Оказавшись в доме, Остен немедля отослал Дари к Илару, а сам вместе с подоспевшим Ирмиром, занялся лесовичкой. Снял сумку, плащ жрицы, расстегнул крючки на куртке, чтобы высвободить раненную руку... И тут Ирмир чихнул. Один раз. А потом второй и третий. Остен удивлённо взглянул на управляющего, а тот виновато развёл руками.
- На зелья, которыми лезвия и стрелы смазывают, всегда так. Особенно на то, что на вытяжке из того болотного лотоса, что с южных островов привозят.

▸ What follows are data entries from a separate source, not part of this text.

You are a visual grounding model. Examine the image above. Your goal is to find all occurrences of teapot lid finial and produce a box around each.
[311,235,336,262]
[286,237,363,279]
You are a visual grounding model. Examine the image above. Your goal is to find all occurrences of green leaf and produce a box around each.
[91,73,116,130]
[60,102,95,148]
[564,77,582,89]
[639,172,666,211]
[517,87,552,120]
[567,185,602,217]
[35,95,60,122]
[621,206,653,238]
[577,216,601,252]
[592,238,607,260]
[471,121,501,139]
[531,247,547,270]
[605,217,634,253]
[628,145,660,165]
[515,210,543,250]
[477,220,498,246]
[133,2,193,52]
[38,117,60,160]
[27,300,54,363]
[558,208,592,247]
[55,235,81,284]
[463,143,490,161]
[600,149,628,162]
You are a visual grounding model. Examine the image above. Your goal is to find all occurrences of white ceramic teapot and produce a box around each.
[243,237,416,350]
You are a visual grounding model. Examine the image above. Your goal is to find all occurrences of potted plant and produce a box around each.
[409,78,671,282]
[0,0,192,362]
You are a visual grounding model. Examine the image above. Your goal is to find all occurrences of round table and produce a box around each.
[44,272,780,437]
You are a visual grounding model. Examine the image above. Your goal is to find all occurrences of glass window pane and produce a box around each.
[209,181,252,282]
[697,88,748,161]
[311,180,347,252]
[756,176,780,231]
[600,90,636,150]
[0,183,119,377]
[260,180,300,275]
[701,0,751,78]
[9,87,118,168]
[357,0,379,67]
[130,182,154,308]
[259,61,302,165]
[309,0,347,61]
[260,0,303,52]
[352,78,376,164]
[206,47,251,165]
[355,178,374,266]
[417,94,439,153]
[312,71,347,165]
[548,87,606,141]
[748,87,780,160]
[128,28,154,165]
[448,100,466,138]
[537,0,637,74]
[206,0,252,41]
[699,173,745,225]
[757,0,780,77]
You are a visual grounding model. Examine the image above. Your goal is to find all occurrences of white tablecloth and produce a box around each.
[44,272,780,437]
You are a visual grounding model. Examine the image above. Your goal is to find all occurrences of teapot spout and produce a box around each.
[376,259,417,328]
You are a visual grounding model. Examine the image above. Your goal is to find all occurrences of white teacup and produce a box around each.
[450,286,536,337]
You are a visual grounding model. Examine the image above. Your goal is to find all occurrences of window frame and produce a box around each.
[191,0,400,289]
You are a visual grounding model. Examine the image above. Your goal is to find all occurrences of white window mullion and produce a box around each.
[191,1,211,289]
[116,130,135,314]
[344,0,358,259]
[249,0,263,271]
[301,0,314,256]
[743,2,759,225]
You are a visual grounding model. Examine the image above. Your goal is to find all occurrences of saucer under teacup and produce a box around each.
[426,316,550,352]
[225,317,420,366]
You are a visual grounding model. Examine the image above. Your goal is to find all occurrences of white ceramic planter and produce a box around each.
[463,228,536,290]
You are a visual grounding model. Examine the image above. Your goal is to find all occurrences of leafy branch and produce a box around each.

- Ясно. Значит, отложи пока куртку жрицы подальше. - После слов управляющего причина беспамятства лесовички для Олдера уже не была загадкой. Парализатор на основе корня лотоса не только обездвиживал жертвы, но и, в смеси с другими травами, развязывал языки не желающим говорить упрямцам. Причём рассказывали они всё - начиная от детских обид и заканчивая ночными кошмарами. Рыдая дурманными слезами и неистово жалея себя. А заканчивалась такая многочасовая исповедь либо припадком падучей, либо таким вот, как у Энейры Ирташ, беспамятством.
Только как в этом случае она смогла применить атакующую магию? Да и взгляд лесовички не был остекленелым взглядом безумца... Значит, либо её тело устойчиво к лотосу, либо она выпила какие-то настойки, ослабившие действие яда. В зельях Энейра Ирташ разбиралась - в этом сам Олдер имел возможность убедиться, да и плащ служительницы Милостивой за красивые глаза не получить. Так что вероятнее всего второй исход.
Размышляя так, Олдер добрался до раны на руке лесовички, и здесь его ожидала очередная загадка. Нет, от полотняных, прикрывающих рану, полос исходил слабый, горько-цветочный аромат парализатора, но вот сама, оставленная арбалетным болтом, царапина продолжала кровоточить и выглядела свежей. По всему выходило, что нанесли её, самое позднее, вчера, да только письмо, в котором рассказывалось, что Мелир и Ревинар упустили жрицу где-то среди запретных земель, Остен получил четыре дня назад!
Как такое возможно?
Решив, что на эту загадку он время тратить не станет, а лучше обо всём расспросит саму дочь Мартиара уже напрямую - когда она придёт в себя, Олдер обернулся к Ирмиру.